Annick épluche une seconde carotte qui se plaint d'une certaine maltraitance.
– J'ai fait l'amour avec Céline. Je voulais qu'elle soit la première Française. Chez moi, la blonde est un fantasme, tu comprends n'est-ce-pas. J'ai eu beaucoup de plaisir, j'étais comme un homme ivre qui entreprend une femme. Toi, je ne sais pas comment te vouloir, tu n'es pas pareille, tu préoccupes mon cœur et mon âme et cette confiance que j'aie en toi, je ne l'ai jamais connue.

Les mains ne chevauchent plus les épaules et dévalent un torse sous le chemisier crème anglaise. La troisième carotte souffre le martyre. Les mains infiltrées dans la lingerie d'Annick soupèsent ses seins et les poumons en même temps. Il en coûte à Annick de lâcher son éplucheur à légumes. L'éplucheur est tout de même l'ami de plus de 20 ans de vie de femme adulte et consentante dans laquelle tout avait un nom et donc une explication. Annick a plus vécu avec cet éplucheur fidèle qu'avec quiconque, ça crée des liens...

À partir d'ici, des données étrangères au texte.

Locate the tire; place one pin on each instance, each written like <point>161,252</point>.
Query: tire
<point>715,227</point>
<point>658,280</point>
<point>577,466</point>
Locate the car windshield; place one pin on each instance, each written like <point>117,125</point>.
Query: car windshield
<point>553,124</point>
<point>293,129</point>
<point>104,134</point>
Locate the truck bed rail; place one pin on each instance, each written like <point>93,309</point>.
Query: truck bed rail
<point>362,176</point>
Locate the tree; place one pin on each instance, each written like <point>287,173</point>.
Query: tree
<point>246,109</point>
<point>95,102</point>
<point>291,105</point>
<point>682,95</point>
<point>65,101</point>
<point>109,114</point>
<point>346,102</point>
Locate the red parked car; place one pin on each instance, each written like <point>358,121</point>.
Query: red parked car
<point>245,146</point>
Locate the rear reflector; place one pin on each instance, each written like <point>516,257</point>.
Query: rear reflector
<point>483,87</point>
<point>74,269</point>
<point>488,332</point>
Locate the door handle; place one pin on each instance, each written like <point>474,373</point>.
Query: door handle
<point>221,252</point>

... Annick est assise sur le pied de la dune la plus molle, le sable marin y est récent et épouse le popotin intégral ce qu'adore Annick. Elle n'est pas là par hasard, elle a été convoquée par la demoiselle de ses nuitées. La voilà d'ailleurs avec Céline qui porte une enveloppe matelassée. La mer est loin, l'estran est vaste, il y a plus de rides de sable sur la plage que sur l'état d'esprit confus d'Annick. Elle a l'impression d'être une gamine, de retrouver ses heures de rêverie sur cette dune enfantine. Elles se sont rejointes, Annick veut se lever par politesse envers cette compagne venue de l'étranger affectif, elle est polie sur toutes ses surfaces y compris celles de ses émotions.
– Non, non reste assise, je peux venir m'asseoir entre tes jambes, il faut que je te parle.

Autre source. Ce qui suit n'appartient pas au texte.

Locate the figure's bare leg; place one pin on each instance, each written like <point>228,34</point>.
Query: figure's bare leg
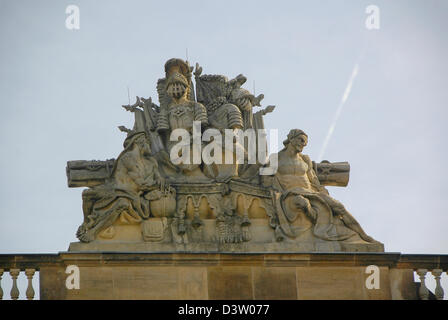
<point>106,220</point>
<point>347,218</point>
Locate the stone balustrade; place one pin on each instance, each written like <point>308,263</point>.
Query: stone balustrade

La jeune-femme est déjà assise comme elle le souhaite. Annick est un dossier, ses bras entourent la ceinture de l'exquise beauté, les cheveux bruns par cet air pressé peigne un plaisir délicat sur le visage d'Annick.
– Assis-toi Céline, il faut que tu entendes, cela te concerne aussi.
Céline est contente d'être de la fête, cela se voit comme un gros nez sur une petite figure.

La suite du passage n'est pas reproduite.